Ortiz Preaches Municipal Gospel

League President Begins Statewide Tour in Pensacola
by Jeremy Morrison, Inweekly

Florida League of Cities President Antonio “Tony” Ortiz visited Pensacola Tuesday, kicking off a tour of the state’s municipalities.

“It’s my first time in Pensacola,” said Ortiz, adding that he was enjoying learning about the city’s history and considered it an ideal place to begin his tour.

Ortiz, who also serves as a city commissioner in Orlando, said he was on a League mission, hoping to fire up Floridians about participatory democracy.

“Our mission resonates with every resident in the state of Florida and for that matter the whole nation, because it’s a mission that needs to get anywhere and everywhere, in terms of people getting involved,” the League president explained.

The purpose of Ortiz’s current road trip across the state is to promote the League’s “Building Stronger Cities” initiative, which stresses “organizing, empowering and delivering” and, more particularly, emphasizes the merits of allowing local governments to make local decisions without state interference and encourages citizens to contact state representatives on the subject.

“Our message is very simple. It’s about engagement, it’s about acknowledging what we have in our hands, and it’s about engaging the state legislators,” Ortiz said during a visit with local press at Pensacola City Hall.

Casting the League’s crusade for local municipalities as righteous — quoting founding father Thomas Jefferson and televangelist Joel Osteen — Ortiz said he considered his current work to be akin to “preaching the gospel.”

“And this is a gospel that needs to be preached to the whole state, to the whole nation for that matter,” Ortiz said.

The crux of this issue regarding local vs. state authority, according to Pensacola Mayor Grover Robinson, resides in Florida’s 1968 state constitution, which provides local governments with so-called home rule authority, allowing for local governments to establish a charter and set ordinances, codes, resolutions and such without state interference.

“It really allows each community to be its own community and accentuate the things that it does best,” Mayor Robinson said. “I think that’s what home rule allows, and the legislation, when they trample on that with preemptions and mandates, it really changes what we can do and what we should be allowed to do by what is the ‘68 constitution that allows for home rule.”

“Home rule safeguards your wishes,” Ortiz said, “in respect to the needs of your local community and allows for local government to attend those needs without interference from state government.”

This concept of home rule has come into play recently, with Florida Gov. Ron DeSantis preempting local governments from enacting any sort of mandated safety measures — such as the wearing of face coverings — during the pandemic. For example, Pensacola enacted a mask mandate but rapidly lost its ability to enforce it because of the governor’s executive order.

“Took the teeth away from it,” Robinson said of the order’s impact on the city’s mask mandate.

“He should allow local governments to handle that,” Ortiz agreed.

Other ground where the state’s home rule concept is currently relevant involves the location and construction of 5G communication towers, as well as regulating short-term vacation rentals.
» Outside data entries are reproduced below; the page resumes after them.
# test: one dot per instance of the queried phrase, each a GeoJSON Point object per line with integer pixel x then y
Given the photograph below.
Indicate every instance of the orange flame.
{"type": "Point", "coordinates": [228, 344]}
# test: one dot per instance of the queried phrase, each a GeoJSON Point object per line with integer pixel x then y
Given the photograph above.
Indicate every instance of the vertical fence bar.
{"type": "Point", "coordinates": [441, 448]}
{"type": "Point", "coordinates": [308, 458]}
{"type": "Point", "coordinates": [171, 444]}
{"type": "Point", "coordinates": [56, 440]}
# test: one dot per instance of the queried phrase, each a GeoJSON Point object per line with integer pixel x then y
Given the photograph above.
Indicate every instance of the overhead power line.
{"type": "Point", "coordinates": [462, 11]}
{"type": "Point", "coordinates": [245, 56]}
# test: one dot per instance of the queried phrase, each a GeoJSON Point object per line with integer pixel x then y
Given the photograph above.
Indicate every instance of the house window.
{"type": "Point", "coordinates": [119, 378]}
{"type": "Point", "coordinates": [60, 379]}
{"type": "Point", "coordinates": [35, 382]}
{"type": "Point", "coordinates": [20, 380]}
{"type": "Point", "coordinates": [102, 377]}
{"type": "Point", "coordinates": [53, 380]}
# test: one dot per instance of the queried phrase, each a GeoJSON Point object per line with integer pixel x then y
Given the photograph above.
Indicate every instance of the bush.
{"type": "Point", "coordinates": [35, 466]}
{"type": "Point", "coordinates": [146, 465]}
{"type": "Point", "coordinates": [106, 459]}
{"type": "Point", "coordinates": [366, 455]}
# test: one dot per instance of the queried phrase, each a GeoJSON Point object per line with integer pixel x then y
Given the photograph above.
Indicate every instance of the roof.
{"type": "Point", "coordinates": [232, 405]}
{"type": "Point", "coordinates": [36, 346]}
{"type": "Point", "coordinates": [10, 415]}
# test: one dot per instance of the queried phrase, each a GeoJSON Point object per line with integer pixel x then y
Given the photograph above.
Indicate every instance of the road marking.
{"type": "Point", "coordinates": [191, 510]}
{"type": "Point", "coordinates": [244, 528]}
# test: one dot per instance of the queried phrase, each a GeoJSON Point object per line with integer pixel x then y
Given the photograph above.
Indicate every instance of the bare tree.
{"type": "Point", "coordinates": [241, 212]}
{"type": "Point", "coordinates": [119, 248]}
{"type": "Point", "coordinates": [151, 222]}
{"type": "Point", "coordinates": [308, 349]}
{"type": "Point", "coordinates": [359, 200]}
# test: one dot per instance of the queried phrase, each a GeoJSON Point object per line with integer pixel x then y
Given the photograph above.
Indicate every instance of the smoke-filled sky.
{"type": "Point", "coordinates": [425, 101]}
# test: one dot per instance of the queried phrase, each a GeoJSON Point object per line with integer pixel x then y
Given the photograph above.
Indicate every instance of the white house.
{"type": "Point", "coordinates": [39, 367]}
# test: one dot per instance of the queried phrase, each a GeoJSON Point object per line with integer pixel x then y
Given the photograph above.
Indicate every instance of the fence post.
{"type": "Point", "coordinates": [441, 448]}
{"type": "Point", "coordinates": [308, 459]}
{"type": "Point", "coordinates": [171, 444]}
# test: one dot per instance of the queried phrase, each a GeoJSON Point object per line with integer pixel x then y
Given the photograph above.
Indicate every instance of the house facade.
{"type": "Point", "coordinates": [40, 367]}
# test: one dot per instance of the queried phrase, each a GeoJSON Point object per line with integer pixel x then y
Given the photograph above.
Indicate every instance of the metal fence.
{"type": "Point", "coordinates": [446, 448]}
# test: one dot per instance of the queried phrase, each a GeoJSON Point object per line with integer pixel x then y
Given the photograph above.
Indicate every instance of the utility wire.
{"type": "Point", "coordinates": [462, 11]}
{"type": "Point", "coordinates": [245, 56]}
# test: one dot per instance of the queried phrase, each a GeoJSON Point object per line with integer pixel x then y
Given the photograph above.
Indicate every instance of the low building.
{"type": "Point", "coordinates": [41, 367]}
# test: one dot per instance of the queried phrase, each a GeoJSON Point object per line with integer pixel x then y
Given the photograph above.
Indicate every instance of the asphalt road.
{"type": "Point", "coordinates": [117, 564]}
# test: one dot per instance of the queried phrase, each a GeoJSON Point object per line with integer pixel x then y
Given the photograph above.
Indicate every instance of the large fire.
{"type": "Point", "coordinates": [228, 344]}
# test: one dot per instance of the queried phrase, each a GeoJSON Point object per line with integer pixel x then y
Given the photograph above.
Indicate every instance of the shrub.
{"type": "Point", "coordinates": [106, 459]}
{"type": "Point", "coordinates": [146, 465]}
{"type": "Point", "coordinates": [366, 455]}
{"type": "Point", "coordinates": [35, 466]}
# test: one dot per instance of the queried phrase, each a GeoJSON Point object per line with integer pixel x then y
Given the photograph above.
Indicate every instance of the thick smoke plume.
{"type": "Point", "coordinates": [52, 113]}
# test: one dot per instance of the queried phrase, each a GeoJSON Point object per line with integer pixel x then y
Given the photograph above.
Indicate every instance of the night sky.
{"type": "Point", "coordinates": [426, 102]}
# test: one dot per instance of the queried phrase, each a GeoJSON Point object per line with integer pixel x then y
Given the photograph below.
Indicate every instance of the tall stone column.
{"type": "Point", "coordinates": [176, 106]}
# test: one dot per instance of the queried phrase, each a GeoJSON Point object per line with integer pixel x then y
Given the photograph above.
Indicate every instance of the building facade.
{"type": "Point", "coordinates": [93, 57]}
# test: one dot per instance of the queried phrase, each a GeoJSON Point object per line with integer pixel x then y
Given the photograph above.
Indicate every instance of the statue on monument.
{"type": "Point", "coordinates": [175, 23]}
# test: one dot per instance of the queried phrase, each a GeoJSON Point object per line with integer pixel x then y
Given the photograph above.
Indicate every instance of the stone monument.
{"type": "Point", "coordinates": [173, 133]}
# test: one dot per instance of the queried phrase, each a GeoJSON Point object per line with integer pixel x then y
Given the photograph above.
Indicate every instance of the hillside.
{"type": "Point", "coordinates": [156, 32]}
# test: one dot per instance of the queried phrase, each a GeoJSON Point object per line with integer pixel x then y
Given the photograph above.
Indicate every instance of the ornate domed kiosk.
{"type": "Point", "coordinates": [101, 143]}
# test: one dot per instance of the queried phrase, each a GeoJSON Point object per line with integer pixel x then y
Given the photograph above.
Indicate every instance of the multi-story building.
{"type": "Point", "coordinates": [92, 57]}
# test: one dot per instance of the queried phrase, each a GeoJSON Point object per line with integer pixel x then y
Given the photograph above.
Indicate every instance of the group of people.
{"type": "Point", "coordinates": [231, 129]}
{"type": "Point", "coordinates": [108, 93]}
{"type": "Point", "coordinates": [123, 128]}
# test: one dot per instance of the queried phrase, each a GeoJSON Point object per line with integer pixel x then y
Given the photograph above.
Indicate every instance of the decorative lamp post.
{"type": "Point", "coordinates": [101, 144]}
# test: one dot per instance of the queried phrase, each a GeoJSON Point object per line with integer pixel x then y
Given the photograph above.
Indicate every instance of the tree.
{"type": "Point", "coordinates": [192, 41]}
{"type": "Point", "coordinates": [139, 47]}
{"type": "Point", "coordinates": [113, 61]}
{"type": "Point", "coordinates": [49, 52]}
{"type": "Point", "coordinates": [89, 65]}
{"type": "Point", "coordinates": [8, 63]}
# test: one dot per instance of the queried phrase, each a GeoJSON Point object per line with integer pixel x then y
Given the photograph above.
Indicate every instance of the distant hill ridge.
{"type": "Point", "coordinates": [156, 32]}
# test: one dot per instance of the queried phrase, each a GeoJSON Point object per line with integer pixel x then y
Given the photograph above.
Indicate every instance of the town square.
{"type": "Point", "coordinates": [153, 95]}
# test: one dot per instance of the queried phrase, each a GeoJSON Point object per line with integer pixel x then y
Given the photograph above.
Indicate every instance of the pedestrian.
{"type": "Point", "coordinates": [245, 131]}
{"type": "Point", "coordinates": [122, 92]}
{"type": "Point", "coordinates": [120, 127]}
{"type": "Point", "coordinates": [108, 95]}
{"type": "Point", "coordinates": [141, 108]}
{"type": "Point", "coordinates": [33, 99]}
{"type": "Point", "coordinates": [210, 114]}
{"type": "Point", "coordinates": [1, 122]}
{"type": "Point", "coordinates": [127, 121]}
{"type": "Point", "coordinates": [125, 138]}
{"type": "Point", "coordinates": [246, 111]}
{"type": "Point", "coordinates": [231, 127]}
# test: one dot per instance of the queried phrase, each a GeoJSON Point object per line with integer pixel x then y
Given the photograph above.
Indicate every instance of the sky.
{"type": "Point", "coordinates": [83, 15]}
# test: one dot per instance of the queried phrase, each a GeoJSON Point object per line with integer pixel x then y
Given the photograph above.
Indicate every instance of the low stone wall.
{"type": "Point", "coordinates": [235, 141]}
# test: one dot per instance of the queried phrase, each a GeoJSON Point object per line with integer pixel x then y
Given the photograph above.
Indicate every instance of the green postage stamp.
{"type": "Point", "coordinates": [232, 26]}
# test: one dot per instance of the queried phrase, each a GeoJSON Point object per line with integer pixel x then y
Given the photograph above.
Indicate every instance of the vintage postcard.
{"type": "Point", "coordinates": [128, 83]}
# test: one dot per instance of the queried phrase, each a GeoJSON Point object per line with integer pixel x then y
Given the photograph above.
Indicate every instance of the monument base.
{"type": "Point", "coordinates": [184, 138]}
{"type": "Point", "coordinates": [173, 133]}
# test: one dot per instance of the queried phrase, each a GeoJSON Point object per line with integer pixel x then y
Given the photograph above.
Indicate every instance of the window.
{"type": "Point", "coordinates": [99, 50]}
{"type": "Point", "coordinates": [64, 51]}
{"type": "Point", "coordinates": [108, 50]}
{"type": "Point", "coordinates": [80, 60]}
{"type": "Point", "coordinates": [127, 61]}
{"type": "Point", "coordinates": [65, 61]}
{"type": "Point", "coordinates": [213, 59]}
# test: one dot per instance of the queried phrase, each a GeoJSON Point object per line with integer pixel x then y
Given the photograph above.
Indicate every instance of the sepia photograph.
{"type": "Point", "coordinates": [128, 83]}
With the 5G towers, state legislators have blocked local governments from having a seat at the table. As for the short-term rentals, legislation is currently circulating in Tallahassee, which would make their regulation a state function.

Ortiz said he is urging citizens across Florida to contact their state legislators in Tallahassee on behalf of their local municipal governments and lobby for the home rule concept.
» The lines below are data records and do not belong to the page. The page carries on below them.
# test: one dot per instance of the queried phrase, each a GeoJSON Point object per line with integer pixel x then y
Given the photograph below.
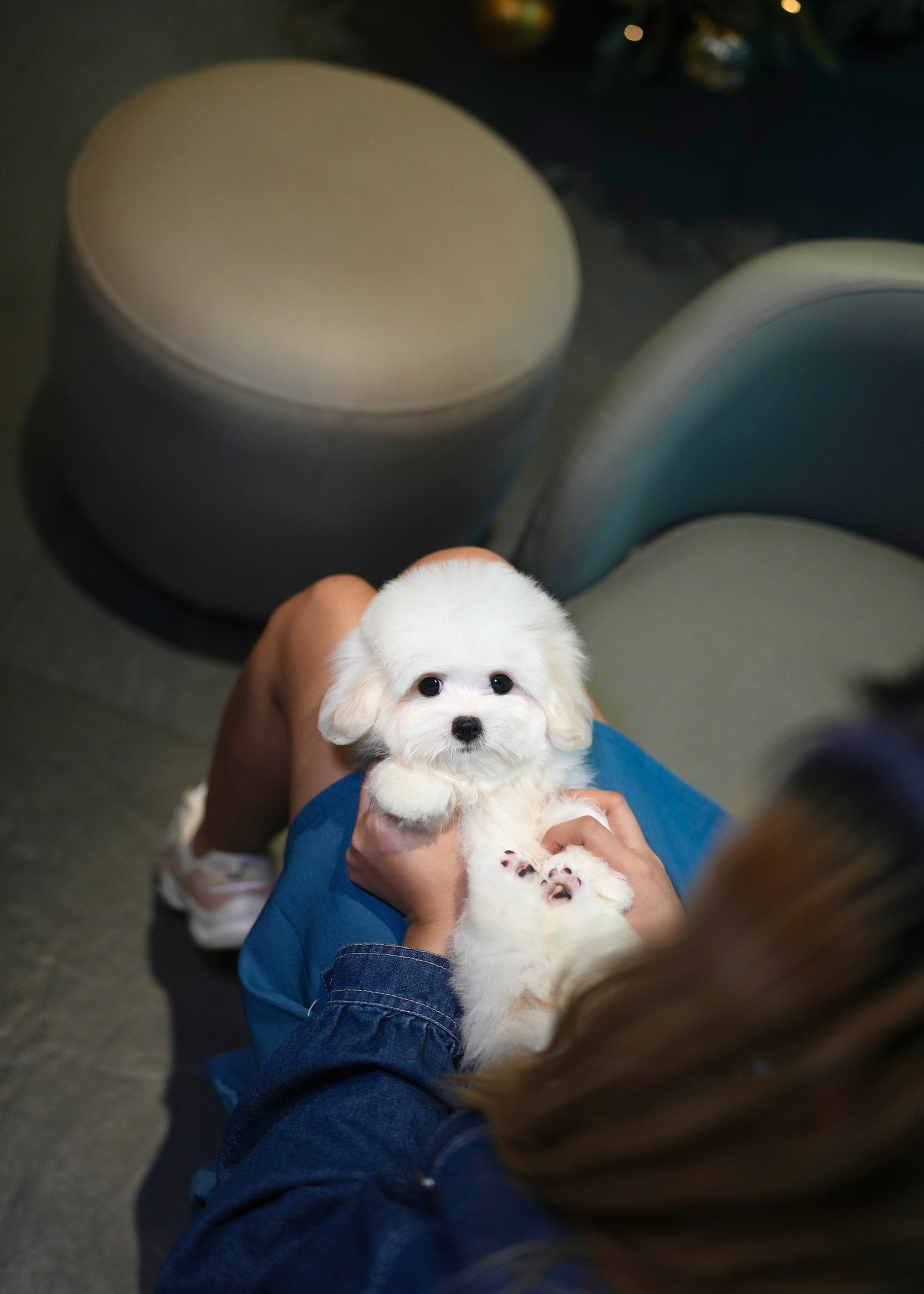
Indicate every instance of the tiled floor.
{"type": "Point", "coordinates": [109, 694]}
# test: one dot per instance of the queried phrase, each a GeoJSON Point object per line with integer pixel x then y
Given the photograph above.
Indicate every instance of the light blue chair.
{"type": "Point", "coordinates": [734, 528]}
“This is not for everybody in Tallahassee,” Ortiz clarified. “This is for those who have gone to Tallahassee and forgotten what they are there for. They are there to represent the people.”

Mayor Robinson noted that the legislators representing Pensacola — Rep. Alex Andrade and Sen. Doug Broxson — were reasonably open in communicating with the city and soliciting municipal interests, just not as good as former Rep. Frank White: “Frank would pick up the phone and call me right away and say, ‘What do you think? What’s going on?’”

While there is some objection in Tallahassee to allowing local governments to enjoy a more realized version of home rule, Ortiz said that he thinks some state lawmakers are sympathetic to the League’s concerns. Specifically, he said, state senators may be more likely to consider the matter with an independent frame of mind than their House counterparts, who tend to fall into a party line.

On that front, Ortiz said he has noticed somewhat of a current partisan divide with home rule. While Republicans have historically been cool with the concept — both Ortiz and Robinson are Republican — the issue garners the bulk of its support on the Democratic side of the aisle these days.

“I hate to take sides on this in terms of partisanship because to tell you the truth, I’ve seen, on both sides of the aisle where people are favoring home rule,” Ortiz said. “But, sadly enough, yes, it’s a reality that we see more on the Democratic side favoring home rule.”

Robinson said he felt that the issue should transcend partisanship, contending that such local-level governmental functions as sanitation and road repair shouldn’t be caught up in politics or the tribalistic notion of partisan “sides.”

“We’re allowing the sides to tear at the fabric of what is most important, and that is community, and that’s working together to solve these problems,” Mayor Robinson said.